They give me 6 pieces of information: sustained sequential read and write
throughput (at different LBA offsets), read and write latency (4kB I/O with
queue depth of 1), and random read and write IOPS (4kB I/O with queue depth of
at least 32, and, if necessary, using random data to characterize the
effectiveness of any dedup/compression feature).

That's it. Once I have these 6 synthetic results, that gives me more and
better information than 9 out of 10 benchmarking articles on the Net.

I usually don't need more complex synthetic benchmark results (eg. x% read /
y% write).
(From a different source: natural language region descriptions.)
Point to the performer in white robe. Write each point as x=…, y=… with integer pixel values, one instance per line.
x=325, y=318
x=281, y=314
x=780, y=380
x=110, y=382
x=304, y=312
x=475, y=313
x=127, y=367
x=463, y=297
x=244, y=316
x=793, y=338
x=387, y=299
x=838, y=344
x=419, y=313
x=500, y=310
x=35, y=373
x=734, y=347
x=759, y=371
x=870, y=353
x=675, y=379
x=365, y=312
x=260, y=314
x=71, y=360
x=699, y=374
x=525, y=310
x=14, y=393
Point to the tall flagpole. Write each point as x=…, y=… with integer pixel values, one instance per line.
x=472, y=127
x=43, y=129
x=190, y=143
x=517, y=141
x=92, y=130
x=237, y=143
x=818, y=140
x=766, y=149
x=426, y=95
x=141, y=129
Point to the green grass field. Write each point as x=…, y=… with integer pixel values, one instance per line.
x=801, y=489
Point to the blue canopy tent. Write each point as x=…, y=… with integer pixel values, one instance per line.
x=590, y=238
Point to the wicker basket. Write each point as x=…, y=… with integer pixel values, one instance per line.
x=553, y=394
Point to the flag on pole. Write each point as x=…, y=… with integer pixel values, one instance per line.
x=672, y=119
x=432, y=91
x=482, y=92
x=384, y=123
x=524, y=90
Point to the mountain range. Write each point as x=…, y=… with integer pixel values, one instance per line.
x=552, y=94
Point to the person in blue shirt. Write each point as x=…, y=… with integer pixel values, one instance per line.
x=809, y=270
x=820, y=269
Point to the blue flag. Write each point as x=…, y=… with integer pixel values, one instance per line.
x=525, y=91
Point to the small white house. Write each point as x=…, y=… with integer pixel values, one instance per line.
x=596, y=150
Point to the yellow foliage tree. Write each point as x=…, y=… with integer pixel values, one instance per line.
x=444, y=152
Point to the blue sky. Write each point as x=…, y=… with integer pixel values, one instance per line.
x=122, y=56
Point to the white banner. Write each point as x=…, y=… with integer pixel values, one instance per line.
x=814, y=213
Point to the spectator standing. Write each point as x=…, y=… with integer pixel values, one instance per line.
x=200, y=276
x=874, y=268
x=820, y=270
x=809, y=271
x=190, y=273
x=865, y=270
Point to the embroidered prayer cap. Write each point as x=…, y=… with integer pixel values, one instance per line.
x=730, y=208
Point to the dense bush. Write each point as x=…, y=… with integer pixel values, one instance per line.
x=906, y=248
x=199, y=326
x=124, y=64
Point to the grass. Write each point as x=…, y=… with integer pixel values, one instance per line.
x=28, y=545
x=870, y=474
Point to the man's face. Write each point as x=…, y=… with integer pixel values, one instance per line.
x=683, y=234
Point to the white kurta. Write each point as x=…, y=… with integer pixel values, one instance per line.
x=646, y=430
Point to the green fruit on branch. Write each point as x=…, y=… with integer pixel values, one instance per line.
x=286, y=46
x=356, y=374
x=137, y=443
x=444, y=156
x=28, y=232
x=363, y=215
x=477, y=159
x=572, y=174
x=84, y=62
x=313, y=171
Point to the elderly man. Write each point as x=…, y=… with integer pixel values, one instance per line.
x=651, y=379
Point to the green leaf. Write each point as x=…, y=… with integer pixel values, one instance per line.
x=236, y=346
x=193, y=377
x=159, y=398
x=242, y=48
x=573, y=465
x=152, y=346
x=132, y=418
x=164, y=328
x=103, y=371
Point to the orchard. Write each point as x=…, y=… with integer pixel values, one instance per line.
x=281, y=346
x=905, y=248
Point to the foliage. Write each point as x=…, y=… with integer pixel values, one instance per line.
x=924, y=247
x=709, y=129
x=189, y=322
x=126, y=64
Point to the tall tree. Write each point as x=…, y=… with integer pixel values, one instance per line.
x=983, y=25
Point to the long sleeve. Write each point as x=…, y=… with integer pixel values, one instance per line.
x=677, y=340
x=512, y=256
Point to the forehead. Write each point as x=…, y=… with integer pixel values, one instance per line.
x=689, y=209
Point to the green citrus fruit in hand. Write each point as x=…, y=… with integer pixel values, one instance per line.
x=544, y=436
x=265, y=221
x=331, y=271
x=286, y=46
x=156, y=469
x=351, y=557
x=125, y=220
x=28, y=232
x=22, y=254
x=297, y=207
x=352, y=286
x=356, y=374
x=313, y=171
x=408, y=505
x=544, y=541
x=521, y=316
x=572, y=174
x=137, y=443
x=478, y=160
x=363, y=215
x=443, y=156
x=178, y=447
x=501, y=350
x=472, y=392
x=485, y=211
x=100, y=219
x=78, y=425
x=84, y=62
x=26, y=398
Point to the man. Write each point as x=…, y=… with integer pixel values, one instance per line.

After that I simply test the real workload.

------
gopher
I've written a cross-platform, pure python benchmark for IOPS; see
[http://benjamin-schweizer.de/measuring-disk-io-
performance.h...](http://benjamin-schweizer.de/measuring-disk-io-
performance.html)

------
lutorm
One could also argue that if it's really that hard to tune your benchmarking
system to get the optimal results it's not really relevant to any real-life
task...

------
marapril
I really think real world app testing is the best way to test these things.
Important things like app launch times, boot times, performance the above
after the SSD has been aged. Average numbers matter way more than peak numbers
as peak numbers may last a fraction of the times as other measured rates.

------
kevinpet
Seems for most purposes, a simplistic benchmark that represents some realistic
scenarios is preferable to benchmarks designed to maximize performance
numbers.

------
stevek
Ouch, it looks like defragging your SSDs became worthwhile again!